The speech comes a day after Cameron made headlines by promising the British people a vote on European Union membership if he wins the next general election in 2015.
"We need more free trade. We need fairer tax systems. We need more transparency on how governments -- and yes, companies -- operate," Cameron told political and business leaders at Davos.
These three issues will be the focus of the G8 meeting to be hosted by Britain later this year, he said.
Cameron said the European Union and the G8 -- made up of Canada, France, Germany, Italy, Japan, Russia, Britain and the United States -- all face the "looming, insistent question" of how to compete and succeed in the global economic race.
He sees free trade as key to that success, saying that when it isn't free, everyone suffers.
He wants Britain to be outward-looking, Cameron said, as he insisted that his referendum promise was "not about turning our backs on Europe" but about making the 27-member bloc work for everyone.

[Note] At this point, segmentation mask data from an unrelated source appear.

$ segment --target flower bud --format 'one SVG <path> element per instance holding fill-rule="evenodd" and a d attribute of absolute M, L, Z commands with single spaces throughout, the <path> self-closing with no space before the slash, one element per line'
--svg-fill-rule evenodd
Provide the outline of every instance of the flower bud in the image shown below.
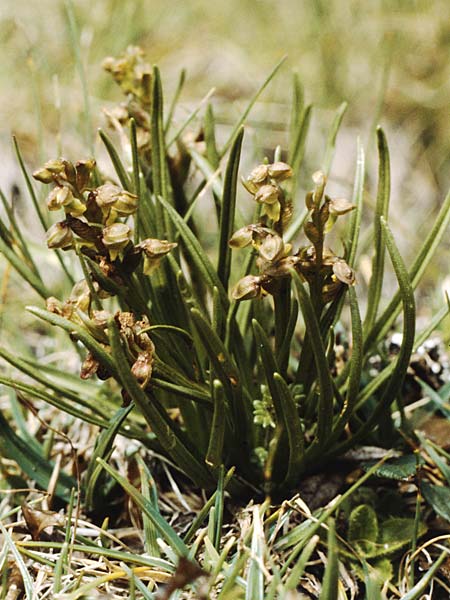
<path fill-rule="evenodd" d="M 68 302 L 74 307 L 85 313 L 88 312 L 91 305 L 91 291 L 88 282 L 85 279 L 80 279 L 72 287 Z"/>
<path fill-rule="evenodd" d="M 275 204 L 275 202 L 278 202 L 279 197 L 279 188 L 272 184 L 261 186 L 255 194 L 255 200 L 260 204 Z"/>
<path fill-rule="evenodd" d="M 153 354 L 151 352 L 142 352 L 131 367 L 131 372 L 138 380 L 142 388 L 146 388 L 153 370 Z"/>
<path fill-rule="evenodd" d="M 72 190 L 67 186 L 57 186 L 47 197 L 48 210 L 59 210 L 74 200 Z"/>
<path fill-rule="evenodd" d="M 355 272 L 348 266 L 345 260 L 341 258 L 336 260 L 333 264 L 333 274 L 339 281 L 342 281 L 342 283 L 347 285 L 355 284 Z"/>
<path fill-rule="evenodd" d="M 89 178 L 95 167 L 95 160 L 89 158 L 87 160 L 79 160 L 75 165 L 76 171 L 76 185 L 80 192 L 84 191 L 85 187 L 89 183 Z"/>
<path fill-rule="evenodd" d="M 127 217 L 136 212 L 138 197 L 125 190 L 120 190 L 114 203 L 114 211 L 119 217 Z"/>
<path fill-rule="evenodd" d="M 269 177 L 277 181 L 284 181 L 292 177 L 291 167 L 284 162 L 276 162 L 268 166 Z"/>
<path fill-rule="evenodd" d="M 69 248 L 73 243 L 73 233 L 65 221 L 61 221 L 50 227 L 46 239 L 49 248 Z"/>
<path fill-rule="evenodd" d="M 269 166 L 268 165 L 258 165 L 257 167 L 255 167 L 253 169 L 253 171 L 250 173 L 250 175 L 248 176 L 248 180 L 252 181 L 255 184 L 263 184 L 266 179 L 267 176 L 269 174 Z"/>
<path fill-rule="evenodd" d="M 45 167 L 34 171 L 33 177 L 41 183 L 51 183 L 53 181 L 53 173 Z"/>
<path fill-rule="evenodd" d="M 345 198 L 333 198 L 329 201 L 328 208 L 332 215 L 340 216 L 350 212 L 356 208 L 356 206 Z"/>
<path fill-rule="evenodd" d="M 116 260 L 131 239 L 131 229 L 125 223 L 114 223 L 103 229 L 102 242 L 108 248 L 111 260 Z"/>
<path fill-rule="evenodd" d="M 176 242 L 148 238 L 138 244 L 138 248 L 144 251 L 143 271 L 144 275 L 151 275 L 158 268 L 161 258 L 177 247 Z"/>
<path fill-rule="evenodd" d="M 234 300 L 250 300 L 261 296 L 261 278 L 256 275 L 246 275 L 231 291 Z"/>
<path fill-rule="evenodd" d="M 116 197 L 121 189 L 112 183 L 105 183 L 95 190 L 95 201 L 103 210 L 108 209 L 116 202 Z"/>
<path fill-rule="evenodd" d="M 253 240 L 253 229 L 250 225 L 241 227 L 233 233 L 228 245 L 231 248 L 245 248 L 252 243 Z"/>
<path fill-rule="evenodd" d="M 284 242 L 279 235 L 268 235 L 259 247 L 260 256 L 269 262 L 275 262 L 284 254 Z"/>
<path fill-rule="evenodd" d="M 44 165 L 44 168 L 54 175 L 59 175 L 60 173 L 65 173 L 66 163 L 67 161 L 63 158 L 55 158 L 54 160 L 47 161 Z"/>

"Let's negotiate a new settlement for Europe that works for the UK and then let's get fresh consent for it. It's not just right for the UK. It's necessary for Europe," he said.
"Europe is being out-competed and out-invested -- and it's time we make it an engine for growth, not a source of cost for business and complaint for our citizens."
'Shape the future'
With this in mind, Cameron told CNN's Christiane Amanpour that he has no regrets over the referendum promise, despite unhappiness among some European partners.
"It's really important that we've set out a plan for how we get change in Europe that will benefit all of Europe, making it more open, more competitive, more flexible, and how we secure Britain's place within that," he said.
"I think it's a very important step forward and I'm pleased with the reception that the speech has got from the business community, from the public, and also some positive responses from some of my European colleagues in government, too."
As for those who have criticized the decision, Cameron said he believes "the greatest gamble for Britain would be to sit back and do nothing."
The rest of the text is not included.